Abstract

Hyporheic exchange is often controlled by subsurface advection driven by the interaction of the stream with sedimentary pore water. The nature and magnitude of the induced exchange flow is dependent on the characteristics of both the stream flow and the sediment bed. Fundamental hydrodynamic theory can be applied to determine general relationships between stream characteristics, sediment characteristics, and hyporheic exchange rates. When the stream bed is fine enough to allow application of Darcy’s Law, as with sand beds, the induced advective exchange can be calculated from fundamental hydrodynamic principles. Comparison with a wide range of experimental results demonstrates the predictive capability of this theory. Coarser sediments such as gravels are more complex because they admit turbulent interactions between the stream and subsurface flows, which can produce considerable exchange even when the bed surface is flat and no flows are induced by the bed topography. Even for this case, however, scaling arguments can still be used to determine how exchange rates vary with stream and sedimentary conditions.

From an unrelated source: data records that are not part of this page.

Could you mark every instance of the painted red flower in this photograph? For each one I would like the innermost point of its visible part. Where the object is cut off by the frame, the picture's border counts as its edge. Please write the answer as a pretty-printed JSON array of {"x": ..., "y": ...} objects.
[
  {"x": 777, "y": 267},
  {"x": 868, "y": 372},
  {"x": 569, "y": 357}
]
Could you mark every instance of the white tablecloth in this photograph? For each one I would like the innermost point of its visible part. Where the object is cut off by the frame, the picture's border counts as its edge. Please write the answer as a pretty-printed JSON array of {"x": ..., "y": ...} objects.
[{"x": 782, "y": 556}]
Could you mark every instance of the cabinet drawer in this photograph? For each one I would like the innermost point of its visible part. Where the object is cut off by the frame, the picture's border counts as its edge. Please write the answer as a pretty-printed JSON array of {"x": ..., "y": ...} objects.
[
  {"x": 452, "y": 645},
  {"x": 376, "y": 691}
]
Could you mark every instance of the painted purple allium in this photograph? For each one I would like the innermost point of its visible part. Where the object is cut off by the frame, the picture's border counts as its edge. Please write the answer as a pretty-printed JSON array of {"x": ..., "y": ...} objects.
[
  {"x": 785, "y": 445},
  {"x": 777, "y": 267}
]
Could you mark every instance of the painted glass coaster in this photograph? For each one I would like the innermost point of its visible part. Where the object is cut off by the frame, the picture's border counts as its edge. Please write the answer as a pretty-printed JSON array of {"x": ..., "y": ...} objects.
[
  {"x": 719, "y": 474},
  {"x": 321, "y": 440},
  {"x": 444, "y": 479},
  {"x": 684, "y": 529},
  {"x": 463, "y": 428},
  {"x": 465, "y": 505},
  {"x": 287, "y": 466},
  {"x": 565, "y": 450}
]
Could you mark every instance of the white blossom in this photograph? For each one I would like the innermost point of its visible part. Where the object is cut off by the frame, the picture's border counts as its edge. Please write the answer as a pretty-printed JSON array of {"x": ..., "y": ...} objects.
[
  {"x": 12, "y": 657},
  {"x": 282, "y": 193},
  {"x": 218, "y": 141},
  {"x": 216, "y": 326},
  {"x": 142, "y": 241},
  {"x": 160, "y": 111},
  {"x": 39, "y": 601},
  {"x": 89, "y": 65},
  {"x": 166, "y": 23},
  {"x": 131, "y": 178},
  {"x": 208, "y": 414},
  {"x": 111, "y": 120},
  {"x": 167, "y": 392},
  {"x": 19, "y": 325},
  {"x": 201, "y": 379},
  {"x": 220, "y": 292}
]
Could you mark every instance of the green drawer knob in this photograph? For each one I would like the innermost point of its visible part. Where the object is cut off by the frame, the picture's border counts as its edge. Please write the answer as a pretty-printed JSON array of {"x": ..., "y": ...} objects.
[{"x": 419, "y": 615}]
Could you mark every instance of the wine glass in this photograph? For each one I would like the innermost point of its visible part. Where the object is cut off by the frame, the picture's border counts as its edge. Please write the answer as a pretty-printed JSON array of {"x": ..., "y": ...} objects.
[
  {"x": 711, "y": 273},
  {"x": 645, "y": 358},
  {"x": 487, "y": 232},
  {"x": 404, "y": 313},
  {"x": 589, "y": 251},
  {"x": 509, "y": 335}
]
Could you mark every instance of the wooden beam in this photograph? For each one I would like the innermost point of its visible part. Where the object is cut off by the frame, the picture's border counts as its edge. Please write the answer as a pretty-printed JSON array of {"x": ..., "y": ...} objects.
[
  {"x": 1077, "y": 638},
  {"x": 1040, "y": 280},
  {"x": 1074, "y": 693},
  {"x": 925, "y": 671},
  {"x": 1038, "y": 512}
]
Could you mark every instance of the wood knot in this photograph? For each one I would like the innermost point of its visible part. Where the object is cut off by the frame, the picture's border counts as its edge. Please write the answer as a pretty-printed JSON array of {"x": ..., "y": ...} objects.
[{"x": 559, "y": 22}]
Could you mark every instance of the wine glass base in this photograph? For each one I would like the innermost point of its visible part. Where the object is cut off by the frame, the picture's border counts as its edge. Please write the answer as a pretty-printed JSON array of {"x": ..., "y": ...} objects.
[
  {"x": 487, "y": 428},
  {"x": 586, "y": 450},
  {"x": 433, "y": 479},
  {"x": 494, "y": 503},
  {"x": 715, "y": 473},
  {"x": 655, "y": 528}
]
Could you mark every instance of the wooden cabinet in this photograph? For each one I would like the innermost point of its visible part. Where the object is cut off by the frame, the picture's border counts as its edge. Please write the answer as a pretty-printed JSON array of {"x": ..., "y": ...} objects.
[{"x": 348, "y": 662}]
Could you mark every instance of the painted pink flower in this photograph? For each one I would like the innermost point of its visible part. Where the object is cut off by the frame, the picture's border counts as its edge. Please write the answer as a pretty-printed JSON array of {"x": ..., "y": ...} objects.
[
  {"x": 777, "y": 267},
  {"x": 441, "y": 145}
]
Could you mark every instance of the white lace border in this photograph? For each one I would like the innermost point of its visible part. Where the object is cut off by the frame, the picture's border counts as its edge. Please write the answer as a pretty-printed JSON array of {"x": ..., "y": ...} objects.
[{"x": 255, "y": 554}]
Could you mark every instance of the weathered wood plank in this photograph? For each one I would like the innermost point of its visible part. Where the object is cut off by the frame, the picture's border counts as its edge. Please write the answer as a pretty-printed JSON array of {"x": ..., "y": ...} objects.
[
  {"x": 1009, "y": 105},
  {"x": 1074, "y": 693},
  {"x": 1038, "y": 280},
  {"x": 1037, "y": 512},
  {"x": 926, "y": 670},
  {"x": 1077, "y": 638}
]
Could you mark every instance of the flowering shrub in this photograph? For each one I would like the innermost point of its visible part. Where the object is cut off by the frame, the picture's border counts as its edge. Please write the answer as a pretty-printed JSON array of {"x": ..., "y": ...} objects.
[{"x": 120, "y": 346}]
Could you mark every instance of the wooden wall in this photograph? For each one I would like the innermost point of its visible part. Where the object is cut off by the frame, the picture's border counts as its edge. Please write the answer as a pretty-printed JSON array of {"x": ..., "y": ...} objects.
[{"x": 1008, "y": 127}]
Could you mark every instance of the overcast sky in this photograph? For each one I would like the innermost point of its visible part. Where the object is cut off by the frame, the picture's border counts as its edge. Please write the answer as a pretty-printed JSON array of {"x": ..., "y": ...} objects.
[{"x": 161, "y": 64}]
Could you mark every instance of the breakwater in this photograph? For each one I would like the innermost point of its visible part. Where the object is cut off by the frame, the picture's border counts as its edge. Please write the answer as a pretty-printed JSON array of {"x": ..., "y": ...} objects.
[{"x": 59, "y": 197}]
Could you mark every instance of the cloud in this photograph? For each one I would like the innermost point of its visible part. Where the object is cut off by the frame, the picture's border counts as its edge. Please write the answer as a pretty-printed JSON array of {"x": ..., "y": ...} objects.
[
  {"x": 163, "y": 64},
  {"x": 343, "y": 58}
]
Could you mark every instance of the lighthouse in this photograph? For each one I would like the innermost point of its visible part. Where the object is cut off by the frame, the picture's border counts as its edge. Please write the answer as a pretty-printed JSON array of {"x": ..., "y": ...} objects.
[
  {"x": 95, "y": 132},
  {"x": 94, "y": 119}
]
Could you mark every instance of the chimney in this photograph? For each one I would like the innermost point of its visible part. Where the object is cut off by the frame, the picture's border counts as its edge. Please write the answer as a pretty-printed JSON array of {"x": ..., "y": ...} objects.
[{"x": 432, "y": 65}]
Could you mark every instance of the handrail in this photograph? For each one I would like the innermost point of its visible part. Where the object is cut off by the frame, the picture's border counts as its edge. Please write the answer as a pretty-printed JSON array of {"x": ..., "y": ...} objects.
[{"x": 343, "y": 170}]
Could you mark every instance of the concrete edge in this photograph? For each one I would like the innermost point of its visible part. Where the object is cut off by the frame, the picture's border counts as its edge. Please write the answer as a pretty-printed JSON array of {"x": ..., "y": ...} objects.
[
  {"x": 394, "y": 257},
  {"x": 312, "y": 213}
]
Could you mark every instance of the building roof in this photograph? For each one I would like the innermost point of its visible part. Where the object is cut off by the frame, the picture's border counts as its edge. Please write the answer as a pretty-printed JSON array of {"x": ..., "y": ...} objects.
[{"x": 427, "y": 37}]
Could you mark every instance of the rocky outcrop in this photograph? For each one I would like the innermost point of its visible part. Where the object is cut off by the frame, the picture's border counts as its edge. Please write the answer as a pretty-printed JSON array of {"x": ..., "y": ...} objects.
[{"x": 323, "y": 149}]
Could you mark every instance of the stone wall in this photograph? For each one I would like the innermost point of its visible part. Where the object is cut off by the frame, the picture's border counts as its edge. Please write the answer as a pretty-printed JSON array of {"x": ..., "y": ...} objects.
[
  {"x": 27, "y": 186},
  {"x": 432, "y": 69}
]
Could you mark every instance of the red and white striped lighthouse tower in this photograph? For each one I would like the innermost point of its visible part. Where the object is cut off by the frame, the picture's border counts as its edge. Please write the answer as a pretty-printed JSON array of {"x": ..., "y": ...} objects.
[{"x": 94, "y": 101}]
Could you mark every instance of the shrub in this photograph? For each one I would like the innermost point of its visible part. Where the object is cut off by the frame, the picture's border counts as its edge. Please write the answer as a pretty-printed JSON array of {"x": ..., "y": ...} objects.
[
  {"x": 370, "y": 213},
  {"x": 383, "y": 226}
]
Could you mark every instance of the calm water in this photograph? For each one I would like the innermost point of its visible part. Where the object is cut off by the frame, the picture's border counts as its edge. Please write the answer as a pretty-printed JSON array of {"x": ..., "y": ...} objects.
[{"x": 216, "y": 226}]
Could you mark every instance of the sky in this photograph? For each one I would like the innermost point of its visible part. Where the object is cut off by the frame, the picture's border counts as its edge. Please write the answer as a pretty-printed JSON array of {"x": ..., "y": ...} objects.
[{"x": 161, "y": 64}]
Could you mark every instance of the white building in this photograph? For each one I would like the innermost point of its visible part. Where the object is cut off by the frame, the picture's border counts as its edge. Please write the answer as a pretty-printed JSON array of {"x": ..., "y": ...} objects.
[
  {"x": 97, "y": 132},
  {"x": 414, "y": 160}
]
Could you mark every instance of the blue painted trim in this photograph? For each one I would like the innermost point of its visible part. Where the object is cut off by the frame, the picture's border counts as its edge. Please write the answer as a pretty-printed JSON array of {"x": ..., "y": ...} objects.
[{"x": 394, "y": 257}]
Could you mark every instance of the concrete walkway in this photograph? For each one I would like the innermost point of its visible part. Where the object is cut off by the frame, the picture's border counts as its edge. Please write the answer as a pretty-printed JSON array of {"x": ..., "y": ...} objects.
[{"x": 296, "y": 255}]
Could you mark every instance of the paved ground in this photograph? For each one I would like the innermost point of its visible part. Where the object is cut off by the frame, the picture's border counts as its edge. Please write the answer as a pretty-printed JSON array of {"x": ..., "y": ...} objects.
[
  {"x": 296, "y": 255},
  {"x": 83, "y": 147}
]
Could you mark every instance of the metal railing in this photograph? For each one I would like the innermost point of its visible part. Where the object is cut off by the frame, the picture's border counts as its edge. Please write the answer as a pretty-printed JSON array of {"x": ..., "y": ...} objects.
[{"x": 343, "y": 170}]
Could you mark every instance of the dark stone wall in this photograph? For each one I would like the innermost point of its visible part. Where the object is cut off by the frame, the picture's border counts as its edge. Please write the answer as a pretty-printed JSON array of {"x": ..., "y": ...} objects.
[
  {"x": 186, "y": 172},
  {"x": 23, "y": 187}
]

Evaluation of laboratory flume experiments for a wide range of stream conditions, bed sediment types including sand and gravel, and bed geometries demonstrates that exchange scales with the permeability of the bed sediments and the square of the stream velocity. These relationships occur due to fundamental hydrodynamic processes, and were observed to hold over almost five orders of magnitude of exchange flux. Such scaling relationships are very useful in practice because they can be used to extend observed hyporheic exchange rates to different flow conditions and to uniquely identify the role of sedimentary conditions in controlling exchange flux.